Investors in 2019 have increasingly turned their attention to environmental, social, and governance (ESG) topics, and are demanding more information on how companies are thinking about the potential long-term risk and opportunities related to specific environmental and social factors. As companies prepare for the 2020 proxy season and engage with shareholders, directors should understand the current state of ESG risk reporting in public filings.
Standards setters such as the Sustainability Accounting Standards Board and the Taskforce on Climate-Related Financial Disclosures provide frameworks to disclose ESG risks that could have a financial impact. Despite, or perhaps due to, the myriad standards and suggested disclosure frameworks, companies struggle to identify the most relevant risks to disclose, and where in their reporting to disclose them. In 2019, 66 percent of companies in the Russell 3000 Index discussed ESG risk but approaches varied widely.

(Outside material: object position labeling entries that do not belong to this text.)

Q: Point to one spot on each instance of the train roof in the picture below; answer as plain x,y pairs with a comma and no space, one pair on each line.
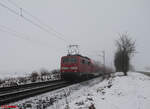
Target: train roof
77,55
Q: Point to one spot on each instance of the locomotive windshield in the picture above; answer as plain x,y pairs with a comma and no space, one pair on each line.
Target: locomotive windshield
69,60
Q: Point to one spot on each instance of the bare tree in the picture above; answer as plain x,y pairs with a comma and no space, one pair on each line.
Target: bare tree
125,49
34,76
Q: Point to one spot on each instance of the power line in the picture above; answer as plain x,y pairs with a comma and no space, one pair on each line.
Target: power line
34,17
32,22
22,36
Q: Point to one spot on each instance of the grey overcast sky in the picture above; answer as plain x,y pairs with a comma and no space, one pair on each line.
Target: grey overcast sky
93,24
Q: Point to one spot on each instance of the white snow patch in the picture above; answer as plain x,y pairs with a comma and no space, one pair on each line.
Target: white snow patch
118,92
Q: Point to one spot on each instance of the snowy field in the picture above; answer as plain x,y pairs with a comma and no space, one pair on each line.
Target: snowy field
118,92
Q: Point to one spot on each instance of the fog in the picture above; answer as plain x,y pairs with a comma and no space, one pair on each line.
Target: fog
92,24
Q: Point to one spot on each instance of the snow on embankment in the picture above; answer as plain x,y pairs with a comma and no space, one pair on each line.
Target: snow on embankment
119,92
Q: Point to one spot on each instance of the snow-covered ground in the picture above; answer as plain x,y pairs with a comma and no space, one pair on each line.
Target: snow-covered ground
118,92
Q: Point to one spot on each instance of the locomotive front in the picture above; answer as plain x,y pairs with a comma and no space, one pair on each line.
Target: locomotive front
70,67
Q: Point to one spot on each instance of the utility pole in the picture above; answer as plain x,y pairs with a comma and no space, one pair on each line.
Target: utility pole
73,49
103,56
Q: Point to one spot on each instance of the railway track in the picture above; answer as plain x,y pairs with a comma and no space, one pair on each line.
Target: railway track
9,94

To help directors and their management teams understand the current landscape of ESG risk disclosure, NACD mined MyLogIQ – Multidimensional Public Company Intelligence’s data to identify trends in 10-K filings, specifically in the risk-factors section and in management’s discussion and analysis of financial condition and results of operations (MD&A). While companies may describe risks anywhere in their 10-K filings, they must list all major ones in the risk-factors section. Previously, risks were listed in the MD&A, a practice that continues in some companies.